On the other hand, if Staley and his allies are correct that urban sprawl accurately reflects the market decisions of millions of Americans who buy homes and cars every year, it is difficult to imagine how any aggressive Smart Growth policies designed to rein in sprawl can succeed, either--a point Staley gleefully makes. "The idea we can design our future just isn't realistic," he says, "as long as we have a system that recognizes property rights."

As Staley sees it, the real estate market finely calibrates new development to the precise preferences of Americans. He cites a new Bellbrook subdivision with two-story houses on one-third acre lots. "In this area, if you put these houses on one-quarter acre lots, they wouldn't sell," he says.

Not all the research in land-use policy backs up the contention that the present system is giving consumers exactly what they want, however. "Whenever ordinary citizens are shown slides of [standard suburban] development versus the `New Urbanism'--village greens, mixed uses, houses with picket fences a few feet from the street--they almost always express a preference for the latter," notes Paul Gottlieb, of the Center for Regional Economic Issues at Case Western Reserve University, "Why, then, don't we see more of them?"

Gottlieb believes "a massive amount of risk aversion" keeps developers from building and consumers from buying different kinds of housing. But he says most economists have failed to analyze this possible "market failure." Indeed, he says, Smart Growth advocates in general have all but abandoned the economic side of the debate. "Most people who talk about Smart Growth talk about aesthetics, design, social issues and environmental issues," Gottlieb says. "Their instinct is not to talk about market forces." In his opinion, they should start talking about them.

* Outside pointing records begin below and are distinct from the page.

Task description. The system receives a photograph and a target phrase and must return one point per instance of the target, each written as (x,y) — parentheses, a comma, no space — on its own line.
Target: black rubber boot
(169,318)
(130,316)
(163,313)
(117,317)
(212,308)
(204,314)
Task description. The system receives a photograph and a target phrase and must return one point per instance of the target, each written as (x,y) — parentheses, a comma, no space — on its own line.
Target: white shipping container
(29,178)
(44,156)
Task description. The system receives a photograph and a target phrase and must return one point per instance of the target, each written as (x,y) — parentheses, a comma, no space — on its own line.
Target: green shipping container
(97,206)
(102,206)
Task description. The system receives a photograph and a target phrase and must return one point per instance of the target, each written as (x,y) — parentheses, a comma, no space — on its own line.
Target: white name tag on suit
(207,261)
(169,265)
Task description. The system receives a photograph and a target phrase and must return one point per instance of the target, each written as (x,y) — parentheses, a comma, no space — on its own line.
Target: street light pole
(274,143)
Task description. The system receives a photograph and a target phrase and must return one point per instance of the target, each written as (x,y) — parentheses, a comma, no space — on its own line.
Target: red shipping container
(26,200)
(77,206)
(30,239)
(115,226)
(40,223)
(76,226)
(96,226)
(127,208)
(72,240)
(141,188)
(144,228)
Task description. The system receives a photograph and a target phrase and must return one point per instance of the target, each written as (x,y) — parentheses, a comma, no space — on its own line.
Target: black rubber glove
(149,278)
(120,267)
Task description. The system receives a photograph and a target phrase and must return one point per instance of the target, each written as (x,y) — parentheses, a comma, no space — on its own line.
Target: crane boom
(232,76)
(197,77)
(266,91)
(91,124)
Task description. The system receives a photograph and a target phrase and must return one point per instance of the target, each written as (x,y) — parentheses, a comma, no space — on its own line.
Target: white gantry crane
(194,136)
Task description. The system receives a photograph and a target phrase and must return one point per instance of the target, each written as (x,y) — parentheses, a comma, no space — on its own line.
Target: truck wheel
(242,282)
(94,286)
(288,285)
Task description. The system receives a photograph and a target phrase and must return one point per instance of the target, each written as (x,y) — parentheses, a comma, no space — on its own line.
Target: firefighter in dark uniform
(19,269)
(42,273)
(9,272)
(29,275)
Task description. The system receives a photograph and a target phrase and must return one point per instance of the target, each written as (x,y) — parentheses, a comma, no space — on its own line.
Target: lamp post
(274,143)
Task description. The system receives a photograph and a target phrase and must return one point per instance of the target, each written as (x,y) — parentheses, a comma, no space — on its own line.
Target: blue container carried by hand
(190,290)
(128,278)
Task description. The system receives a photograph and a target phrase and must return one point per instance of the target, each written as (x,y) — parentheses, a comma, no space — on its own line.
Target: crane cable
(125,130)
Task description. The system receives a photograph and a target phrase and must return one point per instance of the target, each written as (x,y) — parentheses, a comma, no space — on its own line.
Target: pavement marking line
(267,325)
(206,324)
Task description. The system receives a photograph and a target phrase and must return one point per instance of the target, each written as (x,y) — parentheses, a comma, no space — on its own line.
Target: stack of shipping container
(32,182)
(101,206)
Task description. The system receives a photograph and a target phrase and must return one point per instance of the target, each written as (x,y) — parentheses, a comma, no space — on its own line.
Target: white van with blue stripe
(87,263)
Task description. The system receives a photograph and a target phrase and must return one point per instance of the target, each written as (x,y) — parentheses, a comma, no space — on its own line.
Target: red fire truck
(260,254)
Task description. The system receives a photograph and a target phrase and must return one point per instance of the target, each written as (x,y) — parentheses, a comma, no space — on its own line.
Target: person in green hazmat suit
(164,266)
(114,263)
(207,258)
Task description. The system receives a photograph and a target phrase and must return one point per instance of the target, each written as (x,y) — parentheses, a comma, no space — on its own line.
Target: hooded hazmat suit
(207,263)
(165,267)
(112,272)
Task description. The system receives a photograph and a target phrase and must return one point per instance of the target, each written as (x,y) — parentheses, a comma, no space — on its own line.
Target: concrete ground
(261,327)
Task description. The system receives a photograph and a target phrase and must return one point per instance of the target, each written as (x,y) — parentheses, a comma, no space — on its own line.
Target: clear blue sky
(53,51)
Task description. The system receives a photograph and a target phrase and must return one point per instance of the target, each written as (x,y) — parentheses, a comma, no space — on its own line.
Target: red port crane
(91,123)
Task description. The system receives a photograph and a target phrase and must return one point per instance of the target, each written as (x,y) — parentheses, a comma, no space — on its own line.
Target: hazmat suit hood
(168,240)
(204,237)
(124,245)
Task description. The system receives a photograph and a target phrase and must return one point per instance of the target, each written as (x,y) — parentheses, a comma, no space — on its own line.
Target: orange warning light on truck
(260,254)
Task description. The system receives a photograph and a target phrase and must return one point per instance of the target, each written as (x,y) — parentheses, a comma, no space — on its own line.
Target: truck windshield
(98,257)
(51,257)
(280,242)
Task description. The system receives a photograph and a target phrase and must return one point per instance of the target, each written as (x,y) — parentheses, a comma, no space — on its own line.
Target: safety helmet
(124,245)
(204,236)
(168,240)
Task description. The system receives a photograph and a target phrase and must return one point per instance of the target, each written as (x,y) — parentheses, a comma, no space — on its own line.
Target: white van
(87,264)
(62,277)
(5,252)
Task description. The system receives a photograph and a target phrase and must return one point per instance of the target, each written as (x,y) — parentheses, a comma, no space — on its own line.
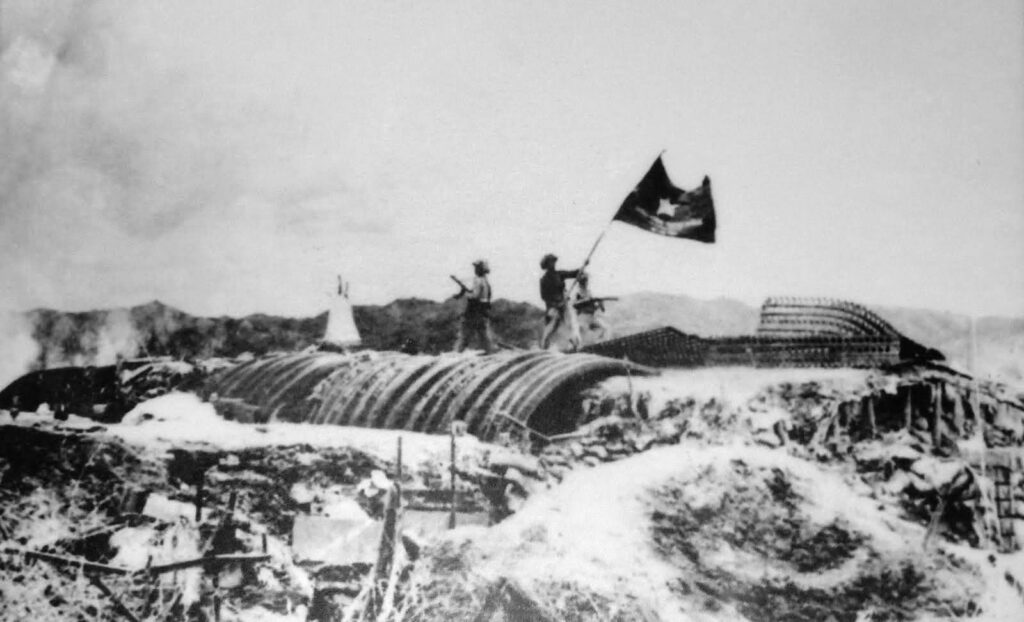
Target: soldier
(476,318)
(553,294)
(588,312)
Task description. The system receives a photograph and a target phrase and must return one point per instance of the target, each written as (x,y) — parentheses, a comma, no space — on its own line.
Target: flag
(659,207)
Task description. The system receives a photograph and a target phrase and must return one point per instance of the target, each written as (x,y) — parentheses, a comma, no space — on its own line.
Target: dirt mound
(698,533)
(742,539)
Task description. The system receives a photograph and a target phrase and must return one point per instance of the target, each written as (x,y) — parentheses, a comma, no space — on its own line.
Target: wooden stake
(397,479)
(869,414)
(908,407)
(199,497)
(452,517)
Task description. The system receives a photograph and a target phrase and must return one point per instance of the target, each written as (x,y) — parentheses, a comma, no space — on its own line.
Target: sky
(233,157)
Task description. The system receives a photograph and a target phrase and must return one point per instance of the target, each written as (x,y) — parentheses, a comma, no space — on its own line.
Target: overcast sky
(230,157)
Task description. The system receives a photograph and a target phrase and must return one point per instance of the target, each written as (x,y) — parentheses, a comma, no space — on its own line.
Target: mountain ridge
(155,328)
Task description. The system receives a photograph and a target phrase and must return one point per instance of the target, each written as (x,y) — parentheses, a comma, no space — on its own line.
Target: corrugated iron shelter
(793,332)
(527,388)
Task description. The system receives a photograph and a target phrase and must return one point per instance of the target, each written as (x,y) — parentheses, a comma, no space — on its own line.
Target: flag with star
(659,207)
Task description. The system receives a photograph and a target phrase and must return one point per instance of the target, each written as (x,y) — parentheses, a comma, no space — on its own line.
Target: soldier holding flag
(553,293)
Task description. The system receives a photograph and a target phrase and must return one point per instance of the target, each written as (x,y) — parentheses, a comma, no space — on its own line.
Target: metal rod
(452,517)
(397,479)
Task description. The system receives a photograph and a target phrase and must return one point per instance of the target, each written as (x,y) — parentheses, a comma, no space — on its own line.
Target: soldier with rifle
(476,318)
(588,312)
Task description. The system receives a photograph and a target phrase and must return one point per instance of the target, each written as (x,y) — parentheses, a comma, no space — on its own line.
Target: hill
(96,337)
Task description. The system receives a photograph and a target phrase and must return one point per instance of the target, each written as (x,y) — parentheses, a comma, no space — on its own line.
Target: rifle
(597,301)
(462,287)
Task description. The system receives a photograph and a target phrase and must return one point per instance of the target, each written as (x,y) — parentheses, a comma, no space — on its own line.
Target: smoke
(18,350)
(118,338)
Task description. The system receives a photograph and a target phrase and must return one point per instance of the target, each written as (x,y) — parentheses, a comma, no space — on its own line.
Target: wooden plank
(67,561)
(207,562)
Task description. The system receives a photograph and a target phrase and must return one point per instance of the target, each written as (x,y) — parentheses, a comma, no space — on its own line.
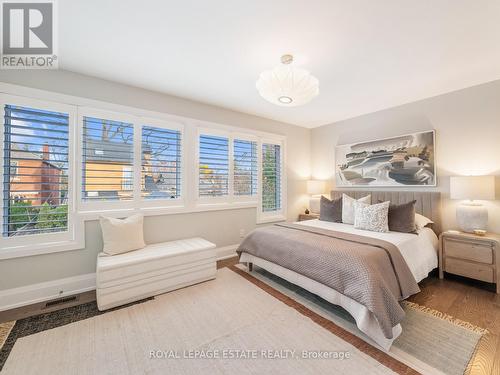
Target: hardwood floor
(462,298)
(471,301)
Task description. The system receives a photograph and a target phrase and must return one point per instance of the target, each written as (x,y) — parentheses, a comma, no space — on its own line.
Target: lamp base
(471,217)
(314,204)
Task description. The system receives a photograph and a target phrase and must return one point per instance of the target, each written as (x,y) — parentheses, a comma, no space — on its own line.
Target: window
(107,162)
(213,166)
(35,188)
(161,163)
(271,177)
(245,174)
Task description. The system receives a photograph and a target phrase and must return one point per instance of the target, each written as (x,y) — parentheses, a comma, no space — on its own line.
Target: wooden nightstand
(471,256)
(303,217)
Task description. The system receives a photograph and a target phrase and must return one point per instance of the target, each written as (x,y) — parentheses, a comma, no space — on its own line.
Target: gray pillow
(330,210)
(402,217)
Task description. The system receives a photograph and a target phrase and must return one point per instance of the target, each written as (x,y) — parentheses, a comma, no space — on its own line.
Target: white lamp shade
(287,86)
(472,187)
(315,187)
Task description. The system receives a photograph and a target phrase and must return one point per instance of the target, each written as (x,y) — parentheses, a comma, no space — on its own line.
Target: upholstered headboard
(428,202)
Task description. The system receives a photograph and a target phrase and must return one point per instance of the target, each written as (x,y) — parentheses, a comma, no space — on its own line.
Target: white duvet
(419,251)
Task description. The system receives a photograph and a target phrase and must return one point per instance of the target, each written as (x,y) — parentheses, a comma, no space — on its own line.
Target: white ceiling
(368,55)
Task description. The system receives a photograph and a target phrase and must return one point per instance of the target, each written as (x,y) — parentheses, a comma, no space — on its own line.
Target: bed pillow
(348,207)
(374,218)
(330,210)
(122,235)
(422,221)
(402,217)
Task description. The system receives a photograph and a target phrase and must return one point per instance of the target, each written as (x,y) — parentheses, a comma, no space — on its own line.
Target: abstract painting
(407,160)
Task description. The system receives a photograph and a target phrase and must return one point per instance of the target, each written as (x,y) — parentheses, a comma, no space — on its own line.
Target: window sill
(41,248)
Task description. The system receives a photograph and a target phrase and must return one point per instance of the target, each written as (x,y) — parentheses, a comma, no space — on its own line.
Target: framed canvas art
(407,160)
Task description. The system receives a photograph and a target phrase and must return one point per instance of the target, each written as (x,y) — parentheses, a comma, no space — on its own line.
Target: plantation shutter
(108,155)
(245,168)
(161,163)
(213,166)
(35,179)
(271,177)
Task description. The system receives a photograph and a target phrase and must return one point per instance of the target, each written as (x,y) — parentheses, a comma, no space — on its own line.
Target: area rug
(431,342)
(225,326)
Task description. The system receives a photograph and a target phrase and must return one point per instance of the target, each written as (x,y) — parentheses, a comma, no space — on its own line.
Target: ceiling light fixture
(287,85)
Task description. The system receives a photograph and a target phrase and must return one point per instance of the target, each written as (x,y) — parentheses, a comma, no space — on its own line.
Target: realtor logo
(28,35)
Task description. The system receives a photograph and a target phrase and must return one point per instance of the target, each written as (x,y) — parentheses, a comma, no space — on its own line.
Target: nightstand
(304,217)
(476,257)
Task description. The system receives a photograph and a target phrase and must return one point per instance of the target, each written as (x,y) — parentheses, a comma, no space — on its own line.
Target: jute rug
(238,323)
(225,326)
(431,342)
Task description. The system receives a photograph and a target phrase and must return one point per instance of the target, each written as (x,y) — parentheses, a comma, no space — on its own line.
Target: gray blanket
(370,271)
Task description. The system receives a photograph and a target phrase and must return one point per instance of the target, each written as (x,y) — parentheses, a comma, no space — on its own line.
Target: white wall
(467,124)
(220,227)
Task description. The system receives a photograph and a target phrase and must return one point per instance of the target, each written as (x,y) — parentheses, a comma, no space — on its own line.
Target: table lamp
(315,188)
(472,215)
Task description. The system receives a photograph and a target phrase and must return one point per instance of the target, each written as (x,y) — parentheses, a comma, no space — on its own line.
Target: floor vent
(60,301)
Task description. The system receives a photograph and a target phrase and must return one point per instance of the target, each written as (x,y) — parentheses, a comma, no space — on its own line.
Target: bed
(365,298)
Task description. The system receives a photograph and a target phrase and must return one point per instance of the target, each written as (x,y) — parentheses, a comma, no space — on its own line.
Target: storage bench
(155,269)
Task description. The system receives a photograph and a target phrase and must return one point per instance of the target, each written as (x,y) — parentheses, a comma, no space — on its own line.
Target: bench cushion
(155,269)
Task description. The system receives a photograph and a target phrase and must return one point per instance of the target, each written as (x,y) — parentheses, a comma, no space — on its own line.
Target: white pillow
(374,218)
(122,235)
(422,221)
(348,207)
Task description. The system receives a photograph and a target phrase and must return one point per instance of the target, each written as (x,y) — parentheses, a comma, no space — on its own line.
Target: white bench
(156,269)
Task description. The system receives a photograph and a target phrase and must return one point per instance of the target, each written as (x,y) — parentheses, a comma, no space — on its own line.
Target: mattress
(419,250)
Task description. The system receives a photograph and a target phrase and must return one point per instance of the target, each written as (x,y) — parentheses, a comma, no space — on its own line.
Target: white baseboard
(49,290)
(226,252)
(46,291)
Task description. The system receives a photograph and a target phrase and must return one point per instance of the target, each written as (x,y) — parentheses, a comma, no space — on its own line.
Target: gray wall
(220,227)
(467,124)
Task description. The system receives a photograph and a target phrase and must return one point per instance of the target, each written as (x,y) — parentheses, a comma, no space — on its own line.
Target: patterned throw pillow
(348,207)
(374,218)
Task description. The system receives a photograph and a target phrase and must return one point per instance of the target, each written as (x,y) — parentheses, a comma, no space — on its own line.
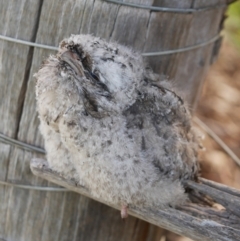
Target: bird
(114,126)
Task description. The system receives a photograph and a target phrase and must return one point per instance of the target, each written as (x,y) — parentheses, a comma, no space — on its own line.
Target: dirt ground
(219,108)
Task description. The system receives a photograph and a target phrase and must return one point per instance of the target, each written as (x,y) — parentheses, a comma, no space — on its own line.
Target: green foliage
(232,24)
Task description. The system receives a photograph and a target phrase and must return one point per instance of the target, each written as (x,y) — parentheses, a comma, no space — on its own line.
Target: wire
(21,144)
(38,188)
(184,49)
(217,139)
(174,51)
(165,9)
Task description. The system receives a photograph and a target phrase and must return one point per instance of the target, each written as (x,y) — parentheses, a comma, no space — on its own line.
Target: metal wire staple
(165,9)
(167,52)
(180,50)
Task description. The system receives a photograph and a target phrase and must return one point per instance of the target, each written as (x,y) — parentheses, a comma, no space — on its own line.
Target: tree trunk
(27,215)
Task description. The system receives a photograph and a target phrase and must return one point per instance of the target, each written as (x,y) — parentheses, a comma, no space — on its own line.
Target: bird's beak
(73,60)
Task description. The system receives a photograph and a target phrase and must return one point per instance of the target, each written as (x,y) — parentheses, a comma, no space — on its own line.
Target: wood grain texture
(205,224)
(28,215)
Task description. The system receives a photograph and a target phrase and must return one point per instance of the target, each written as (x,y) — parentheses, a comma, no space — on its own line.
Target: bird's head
(104,75)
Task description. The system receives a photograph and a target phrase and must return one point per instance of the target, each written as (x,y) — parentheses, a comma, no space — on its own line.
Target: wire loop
(166,52)
(165,9)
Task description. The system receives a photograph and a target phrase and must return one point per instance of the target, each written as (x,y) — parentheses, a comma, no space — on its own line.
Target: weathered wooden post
(28,214)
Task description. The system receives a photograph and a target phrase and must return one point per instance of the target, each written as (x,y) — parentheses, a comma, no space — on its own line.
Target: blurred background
(219,108)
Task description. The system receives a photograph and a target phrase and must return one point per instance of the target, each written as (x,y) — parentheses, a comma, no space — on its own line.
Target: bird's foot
(124,211)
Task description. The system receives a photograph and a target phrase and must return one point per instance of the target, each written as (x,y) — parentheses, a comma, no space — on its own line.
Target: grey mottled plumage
(111,124)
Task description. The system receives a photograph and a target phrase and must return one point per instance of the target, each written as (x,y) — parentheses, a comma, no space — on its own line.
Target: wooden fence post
(27,215)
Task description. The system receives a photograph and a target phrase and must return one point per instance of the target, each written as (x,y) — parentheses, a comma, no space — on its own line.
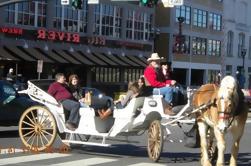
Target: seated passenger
(160,85)
(103,105)
(76,89)
(133,91)
(59,90)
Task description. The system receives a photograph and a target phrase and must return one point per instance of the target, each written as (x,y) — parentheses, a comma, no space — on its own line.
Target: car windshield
(43,84)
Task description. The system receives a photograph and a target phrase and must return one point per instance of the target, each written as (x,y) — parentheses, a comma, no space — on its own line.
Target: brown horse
(225,111)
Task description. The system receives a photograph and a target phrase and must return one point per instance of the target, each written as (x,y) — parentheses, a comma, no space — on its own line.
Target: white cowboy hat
(154,56)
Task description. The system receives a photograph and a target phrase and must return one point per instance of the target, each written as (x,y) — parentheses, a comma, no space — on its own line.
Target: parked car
(12,104)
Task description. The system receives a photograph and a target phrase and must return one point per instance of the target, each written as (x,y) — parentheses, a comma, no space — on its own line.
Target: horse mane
(205,94)
(229,87)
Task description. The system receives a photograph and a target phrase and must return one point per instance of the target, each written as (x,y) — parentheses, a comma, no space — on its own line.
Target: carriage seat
(130,109)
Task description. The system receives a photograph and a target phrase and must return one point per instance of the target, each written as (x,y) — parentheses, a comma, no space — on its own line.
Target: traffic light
(76,4)
(149,3)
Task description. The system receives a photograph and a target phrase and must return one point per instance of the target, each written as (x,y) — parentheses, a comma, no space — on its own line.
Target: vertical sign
(39,67)
(65,2)
(93,1)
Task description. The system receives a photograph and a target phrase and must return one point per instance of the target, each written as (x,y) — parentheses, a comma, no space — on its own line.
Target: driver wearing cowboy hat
(162,87)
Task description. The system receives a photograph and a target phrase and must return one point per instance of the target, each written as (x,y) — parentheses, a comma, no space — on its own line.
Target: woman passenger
(76,90)
(133,91)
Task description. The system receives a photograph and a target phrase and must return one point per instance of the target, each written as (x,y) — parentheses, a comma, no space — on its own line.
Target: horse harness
(221,114)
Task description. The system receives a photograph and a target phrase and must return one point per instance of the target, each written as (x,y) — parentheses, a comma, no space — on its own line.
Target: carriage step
(86,143)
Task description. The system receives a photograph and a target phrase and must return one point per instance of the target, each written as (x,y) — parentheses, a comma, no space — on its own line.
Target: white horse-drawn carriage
(39,125)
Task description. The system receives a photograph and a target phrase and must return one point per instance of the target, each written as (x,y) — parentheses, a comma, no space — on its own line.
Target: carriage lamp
(243,54)
(179,46)
(155,32)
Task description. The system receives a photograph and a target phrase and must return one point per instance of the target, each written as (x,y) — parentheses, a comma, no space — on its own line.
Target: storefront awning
(4,54)
(33,52)
(93,58)
(105,59)
(138,60)
(53,56)
(17,52)
(128,61)
(116,60)
(66,56)
(80,57)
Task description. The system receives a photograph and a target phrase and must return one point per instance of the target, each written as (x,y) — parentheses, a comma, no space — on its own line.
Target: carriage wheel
(155,140)
(37,128)
(211,146)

Gottlieb has tried to help that process along. Last year, for example, he helped bring a group of public officials, Smart Growth advocates and business leaders to his university to examine urban growth issues. "People kept coming back to the idea that there is a missing piece in our discussion of this issue," Gottlieb recalls. The missing piece, he insists, is the consumer. In his view, Smart Growth advocates have done an effective job of cataloging the failures of the current land-use system. But they have done little to educate consumers on how their individual decisions--to seek a big house on a big lot, to move out of a neighborhood when minorities move in, to drive a sports utility vehicle, to look for a home "in the country"-- can add up to societal outcomes that neither they nor their neighbors particularly want.

In the recognition that economics and market forces are crucial pieces of the land-use puzzle, one can begin to see ways the two currently hostile sides ultimately might find some common ground.

Sam Staley is a case in point. On the one hand, he has impeccable free-market credentials. As a student at right-leaning George Mason University, he studied Austrian economics, which sees government intervention as inherently destructive; and his work for the Buckeye Institute and Reason have provided the anti-Smart Growth forces with some of their evidence to refute claims that the nation is running out of farm land or open space. But Staley is himself an urban planner by training, and at times he even speaks approvingly of New Urbanism as a design concept that could bring people back to downtown areas. Indeed, he argues that removing market impediments such as zoning would lead to higher-density development than currently occurs in most suburbs-- not as dense as some Smart Growth advocates would want, but an improvement over current patterns of sprawl.

But although the potential for working together may exist, it exists so far only in theory. The two sides debate on, generating a lot of heat but rarely connecting. Think-tank activists who have little interest in changing current patterns of urban growth continue to pin their arguments on faith in the market, while those who seek change pay scant attention to market dynamics. As G.B. Arrington, the former transit planner in Portland, puts it: "We are like ships passing in the night."